For the 30 year time period 1988 through 2018 investors received 53% less of the returns that were readily available to them. From 1988 through 2018, U.S. Large Company Stocks had an annualized rate of return of 9.97% while the average stock mutual fund investor did an annualized 4.09%. So investors on average only received 47% of the returns that were readily available to them. Bond investors did even worse. Their annualized return or this period of time was a measly 0.26%.


To put this in perspective, at 9.97% annualized return $100,000 invested in 1988 through 2018, an investor who invested in U.S. Large Company Stocks  would have seen their portfolio grow to $1,730,719. The average stock mutual investor in that same year would have seen their $100,000 doing an annualized 4.09%, would have seen their portfolio grow to $780,670. In other words, the average investor received $950,049 less in returns that were readily available to them.


Yes, there are investors who did better than the average, but even if they did twice the average they are still underperforming the benchmark. Now even more heartbreaking is the fact that there are also investors who did worse than the average. We have to consider there are investors who did twice below the benchmark which means they saw close to a zero percent annualized return over the past 30 years.

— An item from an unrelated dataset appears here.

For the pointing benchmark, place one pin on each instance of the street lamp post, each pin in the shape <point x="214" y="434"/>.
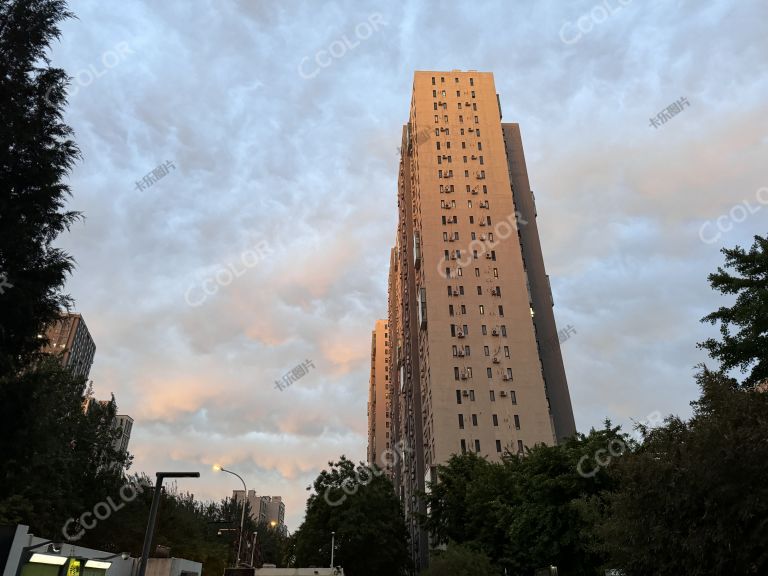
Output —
<point x="153" y="513"/>
<point x="218" y="468"/>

Now take a moment to think about the impact this disparity in returns is having on the lives of everyday people. Money, or lack of success with money, causes stress on people's lives. Stress leads to health problems. Money creates tension in the home. Relationships get strained, and we all know that frustration with money can lead to divorce. Vacations that were planned have to be put off or cancelled all together. Colleges that you planned on sending your kid to have to be taken off the list. Retirements have to be put off or never happen at all. Second jobs have to be taken up. Less time is spent with the family. Explanations that can't be given as to why the plans families made and aren't happening only add to the frustration husbands and wives start to experience with one another. Lives are being impacted by this epidemic.


So what's at the root of this problem? How do we start to right the ship? First and foremost, we have to start working on the right end of the problem. The same study that showed the disparity in investor returns point to another problem. Investors are making changes to their portfolios within a 3 to 4 year period of time. Now most people will readily agree that when they are opening up an I.R.A. or participating in a 401k plan that they are in engaged in a long-term process and that the money needs to be left alone to grow. Unfortunately, making changes to a portfolio every three to four years is not behavior that's consistent  with producing good long-term results, matter of fact it's in complete conflict with it.


So in other words, investors are not dealing with an investing problem, they are dealing with a behavior problem. Much like an obese person can't stay away from junk food or an alcoholic can't stay away from the booze, investors are engaged in behavior that is every bit as destructive to themselves and their families. Unfortunately, until we acknowledge the problem for what it is, a human problem, we are not going to change the results investors are achieving.


So ask yourself one simple question, Are you capable of managing your behavior over a 25 to 30 year period 100% in lock step with producing the results you want for yourself and your family? If the answer is no, like a lot of people have done with Weight Watchers or Alcoholics Anonymous get structures in your life that will help you stay on the right path. If the answer is yes you believe over 30 years you can be consistent with your behavior, get a second opinion from your spouse?